Start with this article in the Los Angeles Times that discusses the joys of this kind of attentive listening to music, probably music you’ve collected yourself, devoting some chunk of time in which you simply listen to it. Deep listening, they call it, and offer some inspiration to get you started, from the Staten Island rapper Ghostface Killah to Miles Davis. It could be a perfect time to revisit your old albums, tapes, or CD’s allowing yourself to be transported to another mental time and place.
Cellist Yo-Yo Ma offers Songs of Comfort just for the moment including this piece, Going Home, by Dvorak. If you watch the Newshour segment, you’ll be able to find out how to connect with the project. Even listening, closing your eyes and listening, to a single piece of music can break what can be at times like ours the prison of unchecked thoughts.

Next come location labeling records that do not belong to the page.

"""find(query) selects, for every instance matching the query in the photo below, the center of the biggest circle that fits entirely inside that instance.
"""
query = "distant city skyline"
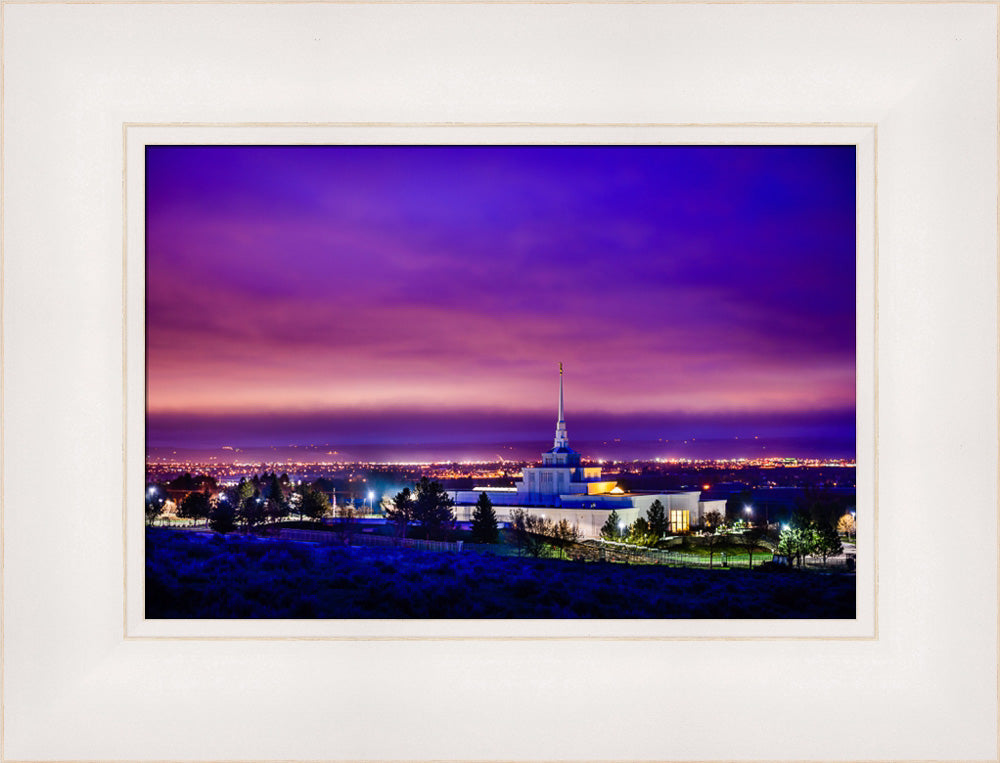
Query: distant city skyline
(393, 295)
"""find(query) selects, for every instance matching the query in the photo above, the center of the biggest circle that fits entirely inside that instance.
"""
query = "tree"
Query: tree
(749, 539)
(798, 538)
(347, 518)
(713, 540)
(252, 512)
(539, 530)
(713, 519)
(222, 517)
(275, 491)
(639, 533)
(828, 541)
(519, 526)
(314, 503)
(195, 506)
(154, 503)
(399, 510)
(484, 521)
(531, 532)
(610, 529)
(736, 504)
(846, 525)
(656, 516)
(432, 506)
(564, 534)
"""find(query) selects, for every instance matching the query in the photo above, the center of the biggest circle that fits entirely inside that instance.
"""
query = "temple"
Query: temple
(562, 488)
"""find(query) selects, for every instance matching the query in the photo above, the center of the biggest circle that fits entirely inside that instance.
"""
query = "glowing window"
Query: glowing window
(679, 520)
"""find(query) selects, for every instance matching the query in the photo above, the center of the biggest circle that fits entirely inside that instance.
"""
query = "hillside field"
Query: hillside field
(198, 575)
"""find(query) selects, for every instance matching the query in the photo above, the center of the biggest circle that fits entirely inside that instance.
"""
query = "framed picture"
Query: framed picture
(109, 245)
(373, 205)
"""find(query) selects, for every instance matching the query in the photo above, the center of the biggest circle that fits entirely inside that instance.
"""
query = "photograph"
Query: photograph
(612, 381)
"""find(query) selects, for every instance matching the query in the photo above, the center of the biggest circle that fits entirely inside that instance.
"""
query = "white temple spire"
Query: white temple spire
(562, 439)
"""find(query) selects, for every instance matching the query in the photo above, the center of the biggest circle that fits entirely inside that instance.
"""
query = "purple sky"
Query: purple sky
(389, 294)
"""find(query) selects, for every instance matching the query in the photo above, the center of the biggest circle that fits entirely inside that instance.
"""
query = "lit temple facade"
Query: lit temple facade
(562, 488)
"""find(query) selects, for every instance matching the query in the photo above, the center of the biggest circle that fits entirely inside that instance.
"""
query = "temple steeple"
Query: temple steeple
(562, 439)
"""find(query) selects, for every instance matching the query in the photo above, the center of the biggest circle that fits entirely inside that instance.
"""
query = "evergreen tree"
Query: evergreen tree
(656, 516)
(432, 506)
(484, 521)
(154, 503)
(194, 506)
(274, 490)
(828, 541)
(252, 512)
(564, 534)
(244, 490)
(610, 530)
(314, 503)
(639, 533)
(399, 510)
(222, 517)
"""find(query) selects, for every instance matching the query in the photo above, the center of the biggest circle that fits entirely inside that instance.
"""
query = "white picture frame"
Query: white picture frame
(919, 82)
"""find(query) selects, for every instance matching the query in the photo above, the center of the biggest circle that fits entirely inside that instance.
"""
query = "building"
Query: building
(562, 488)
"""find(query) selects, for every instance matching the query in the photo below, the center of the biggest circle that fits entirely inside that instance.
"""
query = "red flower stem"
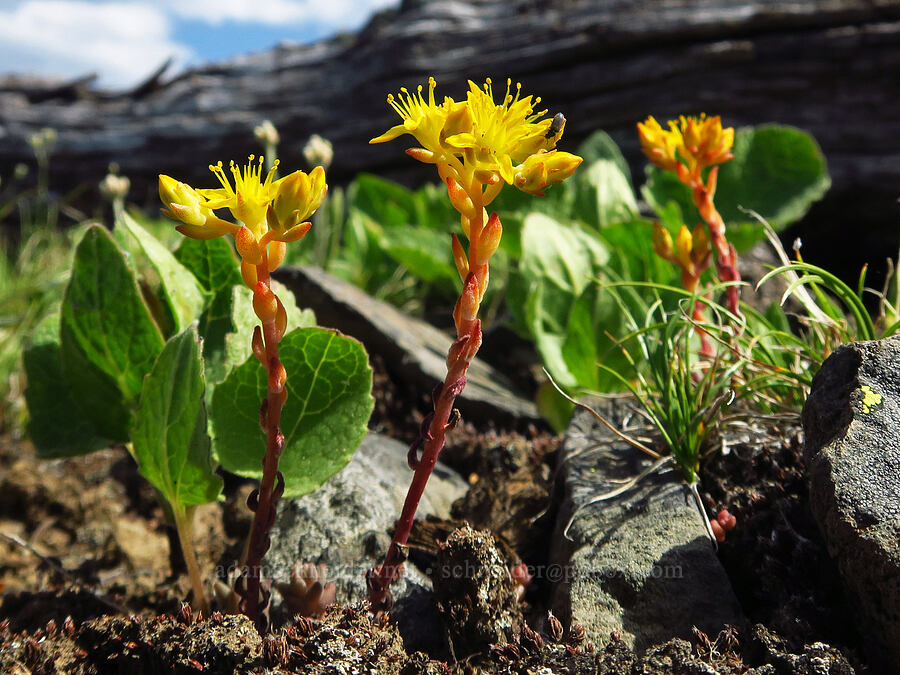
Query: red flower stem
(726, 256)
(381, 578)
(460, 355)
(254, 598)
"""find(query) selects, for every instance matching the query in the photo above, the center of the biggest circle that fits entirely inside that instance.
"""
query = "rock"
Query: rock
(344, 524)
(416, 350)
(475, 592)
(852, 451)
(640, 563)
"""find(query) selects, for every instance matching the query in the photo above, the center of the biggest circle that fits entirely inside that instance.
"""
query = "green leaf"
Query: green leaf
(243, 320)
(557, 263)
(777, 171)
(108, 339)
(566, 255)
(600, 145)
(212, 262)
(215, 267)
(180, 291)
(386, 202)
(427, 254)
(594, 317)
(324, 418)
(170, 440)
(57, 424)
(604, 194)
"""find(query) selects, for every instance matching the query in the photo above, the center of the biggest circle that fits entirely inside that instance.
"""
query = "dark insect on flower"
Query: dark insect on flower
(556, 125)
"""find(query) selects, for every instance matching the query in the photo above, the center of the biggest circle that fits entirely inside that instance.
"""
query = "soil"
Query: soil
(92, 583)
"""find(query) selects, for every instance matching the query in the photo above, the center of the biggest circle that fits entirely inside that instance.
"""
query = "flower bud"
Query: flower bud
(662, 243)
(259, 348)
(277, 377)
(247, 246)
(459, 257)
(248, 272)
(299, 195)
(185, 204)
(459, 198)
(545, 168)
(489, 240)
(277, 251)
(280, 320)
(265, 304)
(683, 246)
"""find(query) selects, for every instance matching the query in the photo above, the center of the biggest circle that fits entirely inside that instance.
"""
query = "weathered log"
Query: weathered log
(829, 66)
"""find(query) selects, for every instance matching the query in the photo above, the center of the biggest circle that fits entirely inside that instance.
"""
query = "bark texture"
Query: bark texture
(829, 66)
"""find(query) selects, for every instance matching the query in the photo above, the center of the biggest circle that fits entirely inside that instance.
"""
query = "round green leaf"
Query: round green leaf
(170, 438)
(323, 421)
(108, 339)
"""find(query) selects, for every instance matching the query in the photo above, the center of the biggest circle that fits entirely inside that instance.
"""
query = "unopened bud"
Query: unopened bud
(683, 246)
(318, 151)
(248, 272)
(459, 257)
(280, 320)
(422, 155)
(247, 245)
(277, 251)
(489, 240)
(277, 376)
(459, 198)
(265, 304)
(662, 243)
(259, 348)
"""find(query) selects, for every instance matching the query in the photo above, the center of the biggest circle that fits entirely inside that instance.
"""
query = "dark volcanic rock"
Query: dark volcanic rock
(640, 563)
(853, 453)
(475, 592)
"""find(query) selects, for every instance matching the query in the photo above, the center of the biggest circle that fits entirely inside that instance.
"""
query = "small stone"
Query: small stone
(475, 592)
(640, 564)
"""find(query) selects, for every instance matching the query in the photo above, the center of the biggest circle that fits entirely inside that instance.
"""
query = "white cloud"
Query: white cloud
(339, 14)
(121, 41)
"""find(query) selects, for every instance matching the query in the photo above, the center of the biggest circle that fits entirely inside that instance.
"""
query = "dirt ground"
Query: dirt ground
(91, 582)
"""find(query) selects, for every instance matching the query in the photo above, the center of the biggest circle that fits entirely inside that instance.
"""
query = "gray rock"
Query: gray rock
(640, 563)
(418, 349)
(344, 525)
(852, 449)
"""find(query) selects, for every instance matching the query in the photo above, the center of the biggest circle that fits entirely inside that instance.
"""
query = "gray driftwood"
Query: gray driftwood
(829, 66)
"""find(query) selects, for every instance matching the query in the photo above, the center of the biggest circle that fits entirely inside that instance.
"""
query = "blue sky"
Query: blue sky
(123, 41)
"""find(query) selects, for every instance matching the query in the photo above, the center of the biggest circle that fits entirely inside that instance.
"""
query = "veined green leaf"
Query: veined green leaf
(57, 425)
(170, 438)
(323, 421)
(108, 339)
(180, 290)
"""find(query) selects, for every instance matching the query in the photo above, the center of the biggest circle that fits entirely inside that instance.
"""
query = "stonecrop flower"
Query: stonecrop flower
(691, 142)
(483, 139)
(267, 209)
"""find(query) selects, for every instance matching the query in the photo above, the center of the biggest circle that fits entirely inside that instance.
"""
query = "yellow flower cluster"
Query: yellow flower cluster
(691, 143)
(271, 210)
(482, 139)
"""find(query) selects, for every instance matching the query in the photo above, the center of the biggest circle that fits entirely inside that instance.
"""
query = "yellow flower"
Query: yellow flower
(422, 118)
(502, 134)
(183, 203)
(706, 143)
(694, 142)
(251, 195)
(660, 145)
(298, 197)
(545, 168)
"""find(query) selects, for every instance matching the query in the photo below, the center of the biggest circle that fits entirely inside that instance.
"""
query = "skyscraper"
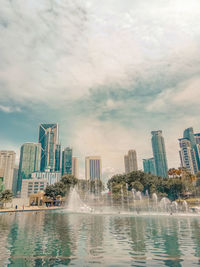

What else is there to listen to? Go outside. Leave your phone. Take a pen and paper and resolve to write down everything you can hear in 5 minutes, in 15 minutes. Put your timer on. If your attention drifts, just write the next sound. Nothing earth-shattering this list, but 15 minutes of focus, relaxation, maybe peace.
Listening to your own breath in a similar fashion is the starting point for meditation. Maybe that’s a good practice to begin.
There are ways to listen less to the darker news, to panic, to fear, to helplessness. The easiest is to choose to really listen to something else. Maybe a post-it note on the bathroom mirror can help: What are you listening to? Try to be in charge of your playlist.